Per questo non è lecito paragonare con ciò che si oppone
all'utile quanto è veramente onesto, e neppure quanto chiamiamo comunemente onesto, che è praticato da quelle persone che
vogliano esser ritenute oneste, si deve mai paragonare coi vantaggi materiali; si deve difendere e conservare da parte nostra
tanto quell'onesto che rientra nell'ambito della nostra intelligenza, quanto quello che è detto con proprietà e verità,
onesto da parte dei sapienti; altrimenti non è possibile conservare gli eventuali progressi compiuti sulla via della virtù. Ma
questi suggerimenti riguardano coloro che sono stimati buoni per l'adempimento continuo dei loro
doveri.
Coloro che, al contrario, misurano ogni cosa in base al guadagno
o al vantaggio personale e non vogliono che l'onestà abbia il sopravvento su ciò, sono soliti, nel prendere una decisione,
mettere a confronto l'onesto con ciò che ritengono utile, mentre gli uomini onesti non sono soliti farlo. Perciò ritengo che
Panezio, quando ha detto che gli uomini sono soliti esitare in questo confronto, abbia inteso proprio questo che ha detto, cioè
che 'sono soliti' solamente, e non anche 'debbono'. Infatti è oltremodo immorale non solo stimare di più ciò che sembra
utile di ciò che è onesto, ma anche paragonare questi concetti tra di loro ed avere dei dubbi in proposito. Ma che cos'è,
dunque, ciò che talvolta ci suole far dubitare e ci sembra degno di considerazione? Credo, se qualche volta sorge il dubbio,
che esso riguardi la natura delle cose su cui si riflette.
Spesso,
infatti, accade che, mutate le circostanze, ciò che siamo soliti stimare per lo più immorale, si trova che non è tale. Per
esempio, si ponga un caso che è suscettibile della più ampia applicazione. Quale delitto può essere più grande dell'uccidere
non solo un uomo, ma anche un intimo amico? Forse qualcuno si rende colpevole di un delitto, se uccide un tiranno, anche se suo
intimo amico? Ciò non sembra al popolo romano, che anzi considera quell'azione la più bella tra tutte le altre illustri.

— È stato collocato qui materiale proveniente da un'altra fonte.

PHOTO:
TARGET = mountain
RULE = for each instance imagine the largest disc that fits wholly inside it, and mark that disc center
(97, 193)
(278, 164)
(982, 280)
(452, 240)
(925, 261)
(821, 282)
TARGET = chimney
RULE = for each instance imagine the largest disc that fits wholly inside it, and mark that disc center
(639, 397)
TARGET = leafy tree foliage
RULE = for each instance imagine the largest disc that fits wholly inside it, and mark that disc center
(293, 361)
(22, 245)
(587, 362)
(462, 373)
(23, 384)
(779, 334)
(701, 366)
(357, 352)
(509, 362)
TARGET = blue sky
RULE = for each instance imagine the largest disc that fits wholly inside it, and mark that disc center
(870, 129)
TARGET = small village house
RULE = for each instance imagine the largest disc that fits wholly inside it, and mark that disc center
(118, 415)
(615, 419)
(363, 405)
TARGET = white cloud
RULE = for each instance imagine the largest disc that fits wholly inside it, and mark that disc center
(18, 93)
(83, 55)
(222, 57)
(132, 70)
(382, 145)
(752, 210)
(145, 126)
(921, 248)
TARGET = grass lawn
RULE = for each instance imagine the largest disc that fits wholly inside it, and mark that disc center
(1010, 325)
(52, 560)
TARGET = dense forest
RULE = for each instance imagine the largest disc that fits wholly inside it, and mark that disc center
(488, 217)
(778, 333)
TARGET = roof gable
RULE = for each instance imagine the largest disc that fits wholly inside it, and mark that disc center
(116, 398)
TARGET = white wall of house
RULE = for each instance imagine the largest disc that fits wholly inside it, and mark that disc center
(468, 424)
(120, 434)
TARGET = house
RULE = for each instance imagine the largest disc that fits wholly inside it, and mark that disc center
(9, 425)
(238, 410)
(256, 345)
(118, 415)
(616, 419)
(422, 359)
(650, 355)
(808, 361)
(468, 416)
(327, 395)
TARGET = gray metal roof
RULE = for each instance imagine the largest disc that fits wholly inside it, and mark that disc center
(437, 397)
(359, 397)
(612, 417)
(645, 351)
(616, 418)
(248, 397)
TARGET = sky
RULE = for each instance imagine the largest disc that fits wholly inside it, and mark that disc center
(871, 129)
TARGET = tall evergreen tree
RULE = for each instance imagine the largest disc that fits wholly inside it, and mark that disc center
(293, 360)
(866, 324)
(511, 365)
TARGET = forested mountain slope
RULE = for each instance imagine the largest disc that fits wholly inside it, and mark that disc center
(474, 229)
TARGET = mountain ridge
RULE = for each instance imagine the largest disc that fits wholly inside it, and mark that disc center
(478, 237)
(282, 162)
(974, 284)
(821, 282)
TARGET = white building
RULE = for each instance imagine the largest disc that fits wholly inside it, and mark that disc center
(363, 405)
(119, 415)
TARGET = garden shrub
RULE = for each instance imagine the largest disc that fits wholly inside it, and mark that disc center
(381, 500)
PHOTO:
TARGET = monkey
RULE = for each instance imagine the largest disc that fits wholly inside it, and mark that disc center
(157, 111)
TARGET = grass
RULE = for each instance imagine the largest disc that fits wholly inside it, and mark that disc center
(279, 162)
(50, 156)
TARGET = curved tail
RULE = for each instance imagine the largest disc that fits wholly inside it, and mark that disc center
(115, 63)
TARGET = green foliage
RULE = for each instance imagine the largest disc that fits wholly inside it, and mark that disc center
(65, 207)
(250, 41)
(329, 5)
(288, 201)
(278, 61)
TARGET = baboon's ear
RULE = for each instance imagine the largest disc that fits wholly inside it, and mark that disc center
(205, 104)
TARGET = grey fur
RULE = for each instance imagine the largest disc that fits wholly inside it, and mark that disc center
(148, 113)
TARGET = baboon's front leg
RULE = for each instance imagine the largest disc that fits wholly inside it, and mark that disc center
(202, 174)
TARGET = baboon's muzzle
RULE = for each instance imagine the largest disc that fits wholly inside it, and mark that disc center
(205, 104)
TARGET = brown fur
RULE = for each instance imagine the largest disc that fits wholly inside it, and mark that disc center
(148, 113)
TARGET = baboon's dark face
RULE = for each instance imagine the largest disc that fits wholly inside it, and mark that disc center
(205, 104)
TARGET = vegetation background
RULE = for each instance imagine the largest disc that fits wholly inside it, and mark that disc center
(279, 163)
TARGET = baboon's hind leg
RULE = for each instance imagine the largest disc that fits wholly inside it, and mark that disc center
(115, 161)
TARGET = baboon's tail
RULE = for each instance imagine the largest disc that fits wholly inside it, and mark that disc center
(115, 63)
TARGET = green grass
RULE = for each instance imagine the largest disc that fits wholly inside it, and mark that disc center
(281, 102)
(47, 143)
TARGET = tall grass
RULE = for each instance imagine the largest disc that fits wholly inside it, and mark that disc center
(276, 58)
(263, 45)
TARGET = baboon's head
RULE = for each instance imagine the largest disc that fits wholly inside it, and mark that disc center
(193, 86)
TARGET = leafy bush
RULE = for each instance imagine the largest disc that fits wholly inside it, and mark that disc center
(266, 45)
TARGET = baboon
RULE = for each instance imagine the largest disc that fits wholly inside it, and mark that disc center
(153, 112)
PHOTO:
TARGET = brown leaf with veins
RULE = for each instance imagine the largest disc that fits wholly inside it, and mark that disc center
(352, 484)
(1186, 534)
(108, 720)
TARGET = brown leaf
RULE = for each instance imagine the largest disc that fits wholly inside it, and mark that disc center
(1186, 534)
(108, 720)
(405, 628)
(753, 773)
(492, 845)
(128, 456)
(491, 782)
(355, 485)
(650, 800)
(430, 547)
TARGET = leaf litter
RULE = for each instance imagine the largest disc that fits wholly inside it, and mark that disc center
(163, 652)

L'utile, dunque, ha prevalso sull'onesto? No; anzi, l'utile ha seguito l'onesto. Perciò, per poter distinguere senza ombra
di errore, quando talora ci sembra che quanto chiamiamo utile contrasti con quanto riteniamo onesto, occorre stabilire una
norma tale da non allontanarci mai dall'onesto se noi l'applicheremo nel mettere a confronto le
azioni.
Questa norma sarà pienamente conforme alle teorie della
dottrina Stoica: e la seguiamo in questi libri per il fatto che, sebbene anche gli antichi Accademici e i vostri Peripatetici,
che una volta erano tutt'uno con gli Accademici, antepongano ciò che è onesto a ciò che sembra utile, tuttavia questi
argomenti sono trattati in maniera molto più elevata da quelli che identificano l'utile con l'onesto e negano che sia utile
ciò che non è onesto, anziché da quelli secondo i quali qualche cosa onesta non è utile e qualche cosa utile non è onesta.
Quanto a noi, la nostra Accademia ci dà ampie possibilità di difendere, a pieno diritto, qualsiasi tesi ci si presenti in sommo
grado probabile. Ma ritorno alla norma.